If you're making the call from HISE you need to use
Server.setHttpHeader(["Authorization: Bearer " + token]);
before you make the call. Then you use eitherServer.callWithGET()
orServer.callWithPOST()
as needed; -
@dustbro said in Get data from Woocommerce via server api:
What is the proper way to make a POST call in PHP and store/use this token in the http header?
I haven't done this in PHP yet.
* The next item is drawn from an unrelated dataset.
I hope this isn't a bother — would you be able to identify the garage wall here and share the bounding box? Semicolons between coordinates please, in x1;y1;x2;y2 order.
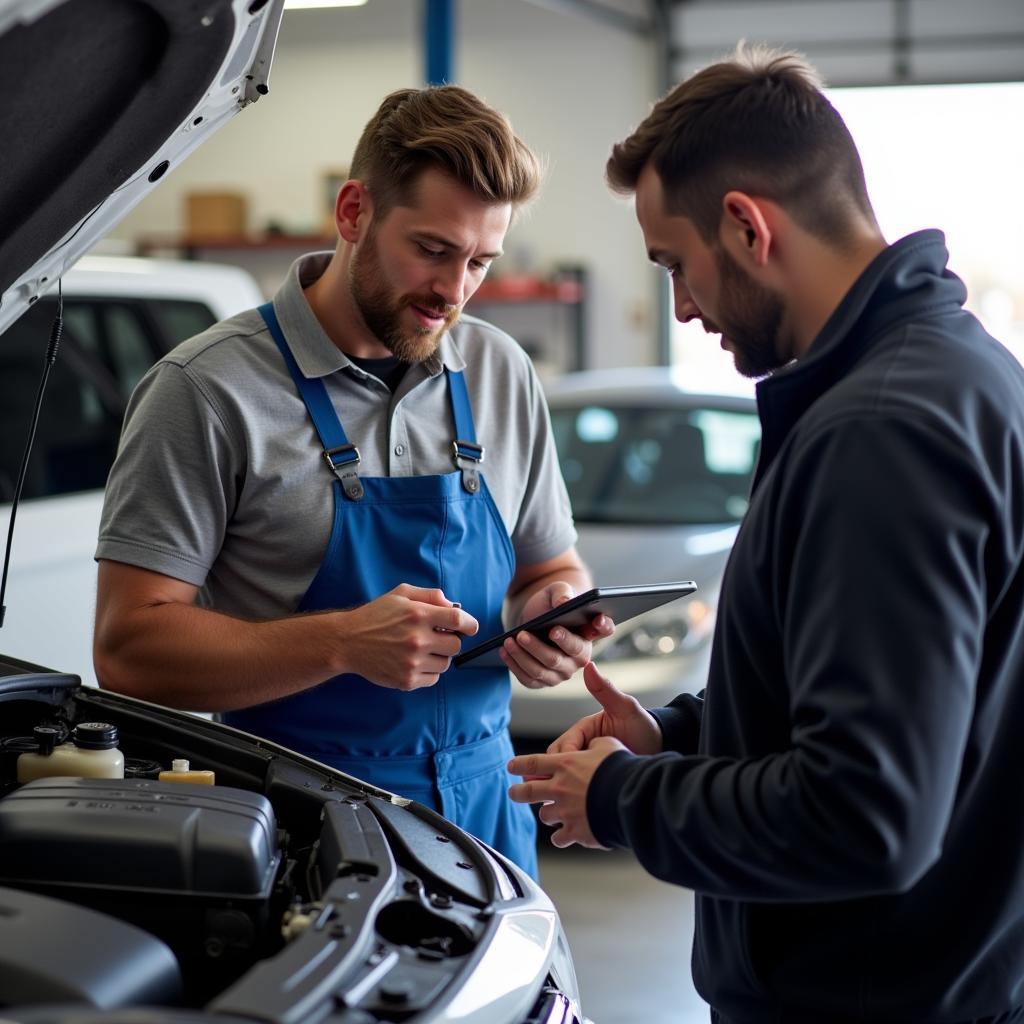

Why do you need that?
-
@orange @d-healey I don't think I explained myself very well. :)
I'm designing a user dashboard on my wordpress website (completely independent from HISE) that will display products, license info, downloads, etc.
So basically pulling info from:/wp-json/wclm/v3/get-current-user-licenses/ /wp-json/wclm/v3/activate/ /wp-json/wclm/v3/deactivate/ /wp-json/wc/v3/customers/ /wp-json/wp/v2/users/
And displaying it in a useful way.
-
@dustbro If you are accessing data on your own server you need to access that data directly or through an API, there shouldn't be a need to make POST/GET requests within your own server.
I'm designing a user dashboard on my wordpress website (completely independent from HISE) that will display products, license info, downloads, etc.
Doesn't WooCommerce give you all this already?
-
you need to access that data directly or through an API, there shouldn't be a need to make POST/GET requests within your own server.
From what I'm reading, I need to use the API to access my license manager database, and the API can only communicate thru HTTP requests... and JWT authentication is required to access the endpoints. so I'm back to square one.
Doesn't WooCommerce give you all this already?
The standard user area in woocommerce leaves a lot to be desired. License codes are practically hidden in the order details page, then the customer has to go to a separate page to find their download link.
-
The standard user area in woocommerce leaves a lot to be desired. License codes are practically hidden in the order details page, then the customer has to go to a separate page to find their download link.
@dustbro There are plugins for this. We use https://yithemes.com/themes/plugins/yith-woocommerce-customize-myaccount-page/
Also, this plugin should automatically add a section to the My Account area for licenses: https://www.licensemanager.at/
You don't need any JWT authentication, and at most you'll just need a few Read/Write calls from that license manager plugin. I've already looked at literally all the options and plugins available for license management via Woocommerce, and that's the best option by a mile.
-
@Casey-Kolb @dustbro @d-healey @orange Noob alert but where should I begin to make a license delivery system in woo please?
-
-
@dustbro
The standard user area in woocommerce leaves a lot to be desired. License codes are practically hidden in the order details page, then the customer has to go to a separate page to find their download link.
Yes, the standard Woocommerce account page is boring, but as @Casey-Kolb suggested, you can go with a plugin to customize the layout.
Also if the user login to their account successfully directly on the website, you won't need JWT authentication. But if you want to make a separate website for the account page & licenses particularly, then you'll need that JWT auth to use the APIs. In this case, I will suggest going with a PHP developer on Upwork or Fiverr.
-
@d-healey said in Get data from Woocommerce via server api:
I avoided the REST API entirely and created a custom wordpress plugin, this gives complete flexibility to pull from Wordpress, WooCommerce, and the license manager plugin I'm using (different one to Orange).
I think I need to do the same. Any chance you can give some insight on creating a plugin that will give me access to the woocommerce customer download links?